Mr. Buckles, who was profiled by The New York Times last fall, became the nation's last veteran of the "Great War" on Monday, with the passing of Harry Richard Landis at a Tampa nursing home. Mr. Landis, who died at the age of 108, spent two months training as an Army recruit at the end of the war in 1918. While he was never stationed overseas, Landis was counted among an estimated 4.7 million Americans who served during World War I.
Only two months ago, there were three surviving U.S. veterans of World War I: Buckles, Landis and J. Russell Coffey. But Mr. Coffey passed away in December, and with Landis' death earlier this week, America has, in the words of historian Richard Rubin, reached "the last of the last" among its soldiers from that conflict.

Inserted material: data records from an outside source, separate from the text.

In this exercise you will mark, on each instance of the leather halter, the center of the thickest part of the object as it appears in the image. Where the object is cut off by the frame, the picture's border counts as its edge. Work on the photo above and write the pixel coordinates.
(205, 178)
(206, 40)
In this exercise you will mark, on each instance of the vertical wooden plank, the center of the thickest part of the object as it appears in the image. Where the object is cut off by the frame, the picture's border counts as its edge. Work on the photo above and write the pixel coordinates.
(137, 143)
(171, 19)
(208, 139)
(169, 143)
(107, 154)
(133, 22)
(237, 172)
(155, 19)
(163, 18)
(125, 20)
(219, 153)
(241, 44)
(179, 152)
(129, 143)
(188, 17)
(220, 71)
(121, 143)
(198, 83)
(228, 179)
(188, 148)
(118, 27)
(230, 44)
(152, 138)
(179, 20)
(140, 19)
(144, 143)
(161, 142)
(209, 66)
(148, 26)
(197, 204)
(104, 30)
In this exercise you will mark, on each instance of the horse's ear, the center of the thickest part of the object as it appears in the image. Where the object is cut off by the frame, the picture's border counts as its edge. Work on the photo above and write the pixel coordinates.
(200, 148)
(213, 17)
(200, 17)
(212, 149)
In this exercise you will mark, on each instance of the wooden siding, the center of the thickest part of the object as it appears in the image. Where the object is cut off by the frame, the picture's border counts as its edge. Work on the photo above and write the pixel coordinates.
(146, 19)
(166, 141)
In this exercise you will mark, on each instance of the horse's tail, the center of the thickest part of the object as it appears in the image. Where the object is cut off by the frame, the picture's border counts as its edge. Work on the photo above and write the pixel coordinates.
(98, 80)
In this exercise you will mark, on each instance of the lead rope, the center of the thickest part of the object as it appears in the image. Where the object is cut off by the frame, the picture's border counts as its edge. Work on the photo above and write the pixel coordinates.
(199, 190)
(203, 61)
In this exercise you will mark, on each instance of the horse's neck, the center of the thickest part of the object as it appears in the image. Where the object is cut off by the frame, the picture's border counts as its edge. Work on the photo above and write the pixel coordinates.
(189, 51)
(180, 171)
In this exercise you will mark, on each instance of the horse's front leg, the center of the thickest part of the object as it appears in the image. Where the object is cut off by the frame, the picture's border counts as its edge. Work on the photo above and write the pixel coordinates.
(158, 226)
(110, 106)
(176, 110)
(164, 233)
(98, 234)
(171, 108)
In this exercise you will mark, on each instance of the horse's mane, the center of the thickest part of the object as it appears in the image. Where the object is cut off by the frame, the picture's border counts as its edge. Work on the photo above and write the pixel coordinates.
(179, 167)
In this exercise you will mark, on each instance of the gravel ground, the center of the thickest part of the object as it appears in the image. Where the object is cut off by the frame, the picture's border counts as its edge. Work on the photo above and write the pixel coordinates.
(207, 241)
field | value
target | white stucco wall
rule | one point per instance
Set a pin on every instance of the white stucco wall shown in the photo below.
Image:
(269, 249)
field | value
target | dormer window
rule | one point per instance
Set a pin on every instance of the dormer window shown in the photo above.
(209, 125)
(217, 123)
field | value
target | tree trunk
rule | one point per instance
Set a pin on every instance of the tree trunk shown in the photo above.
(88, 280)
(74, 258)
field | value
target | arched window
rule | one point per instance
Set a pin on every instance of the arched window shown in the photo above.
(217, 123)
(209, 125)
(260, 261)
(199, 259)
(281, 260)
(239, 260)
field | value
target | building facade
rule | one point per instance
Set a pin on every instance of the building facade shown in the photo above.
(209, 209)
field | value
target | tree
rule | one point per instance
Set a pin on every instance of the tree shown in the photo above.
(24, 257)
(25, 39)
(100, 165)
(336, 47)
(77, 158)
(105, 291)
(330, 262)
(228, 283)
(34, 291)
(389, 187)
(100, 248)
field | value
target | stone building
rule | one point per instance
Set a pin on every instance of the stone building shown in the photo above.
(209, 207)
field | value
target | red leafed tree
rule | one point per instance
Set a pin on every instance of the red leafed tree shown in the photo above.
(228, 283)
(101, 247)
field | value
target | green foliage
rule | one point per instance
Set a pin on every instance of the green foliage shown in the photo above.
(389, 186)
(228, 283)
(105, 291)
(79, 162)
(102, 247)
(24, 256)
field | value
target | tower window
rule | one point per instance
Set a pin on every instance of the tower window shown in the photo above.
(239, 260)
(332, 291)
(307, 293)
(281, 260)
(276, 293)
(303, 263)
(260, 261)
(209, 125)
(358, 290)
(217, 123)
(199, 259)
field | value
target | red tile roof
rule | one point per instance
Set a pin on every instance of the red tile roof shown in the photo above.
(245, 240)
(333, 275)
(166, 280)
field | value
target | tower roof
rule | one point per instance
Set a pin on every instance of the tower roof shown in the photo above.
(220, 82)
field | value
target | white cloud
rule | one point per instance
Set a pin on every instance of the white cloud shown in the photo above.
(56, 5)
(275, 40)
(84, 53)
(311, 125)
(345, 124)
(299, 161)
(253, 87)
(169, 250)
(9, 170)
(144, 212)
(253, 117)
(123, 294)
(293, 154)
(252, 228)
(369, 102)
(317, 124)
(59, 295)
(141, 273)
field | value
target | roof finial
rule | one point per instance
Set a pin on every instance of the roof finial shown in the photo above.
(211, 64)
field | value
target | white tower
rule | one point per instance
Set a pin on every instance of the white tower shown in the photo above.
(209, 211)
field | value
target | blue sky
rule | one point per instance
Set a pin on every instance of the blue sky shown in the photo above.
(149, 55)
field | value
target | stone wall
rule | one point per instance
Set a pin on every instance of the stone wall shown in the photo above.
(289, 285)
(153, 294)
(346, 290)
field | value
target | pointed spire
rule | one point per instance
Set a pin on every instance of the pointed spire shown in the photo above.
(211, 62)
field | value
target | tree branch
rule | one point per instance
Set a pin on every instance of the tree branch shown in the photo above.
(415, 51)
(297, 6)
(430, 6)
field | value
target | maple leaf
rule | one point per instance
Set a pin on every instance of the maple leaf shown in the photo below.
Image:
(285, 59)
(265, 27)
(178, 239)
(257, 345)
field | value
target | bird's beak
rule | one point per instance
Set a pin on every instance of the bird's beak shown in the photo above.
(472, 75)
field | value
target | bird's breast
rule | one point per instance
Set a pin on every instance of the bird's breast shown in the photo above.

As Mr. Rubin noted in his NYT piece last year, the recent, brief interest in our surviving World War I veterans is both overdue and a bit ironic. Among American conflicts of the 20th Century, the First World War was quickly and largely forgotten, along with those who wore the uniform:
Almost from the moment the armistice took effect, the United States has worked hard, it seems, to forget World War I; maybe that’s because more than 100,000 Americans never returned from it, lost for a cause that few can explain even now. The first few who did come home were given ticker-tape parades, but most returned only to silence and a good bit of indifference.
There was no G.I. Bill of Rights to see that they got a college education or vocational training, a mortgage or small-business loan. There was nothing but what remained of the lives they had left behind a year or two earlier, and the hope that they might eventually be able to return to what President Warren Harding, Wilson’s successor, would call “normalcy.” Prohibition, isolationism, the stock market bubble and the crisis in farming made that hard; the Great Depression, harder still.
A few years ago, I set out to see if I could find any living American World War I veterans. No one — not the Department of Veterans Affairs, or the Veterans of Foreign Wars, or the American Legion — knew how many there were or where they might be. As far as I could tell, no one much seemed to care, either.
Despite the nation's collective indifference, the vast majority of those who served in World War I went on to productive, even remarkable, lives. Mr. Buckles, who now lives in West Virginia, eventually became a manager for a steamship company. When the U.S. entered World War II, he was living in the Philippines, and quickly found himself in the middle of that conflict. Captured by the Japanese, he spent more than three years as a Prisoner of War, and still suffers the effects of beriberi, contracted in the camps.
As Richard Rubin observes, the eventual passing of Frank Buckles will deprive us of our last, direct link to a seminal chapter in American history, a period when we emerged as a great power and a champion of democracy. It was a position secured by Mr. Buckles, Harry Landis, Russell Coffey and all the others who served. Now, only one of them remains.
We can't reverse history's relentless march, or reestablish ties to a generation that is all-but-gone. But, as Mr. Rubin writes, we should take notice.
ADDENDUM: Not only is Frank Buckles the last American veteran of World War I, he is also the last soldier who actually served with Pershing's Army in France. While he never saw combat, Buckles did serve at an Allied POW camp, guarding German prisoners. The only other surviving American with World War I service is John Babcock of Spokane, Washington. Mr. Babcock, who is 107, was a member of the Canadian Army during the war, and is that nation's last WWI veteran.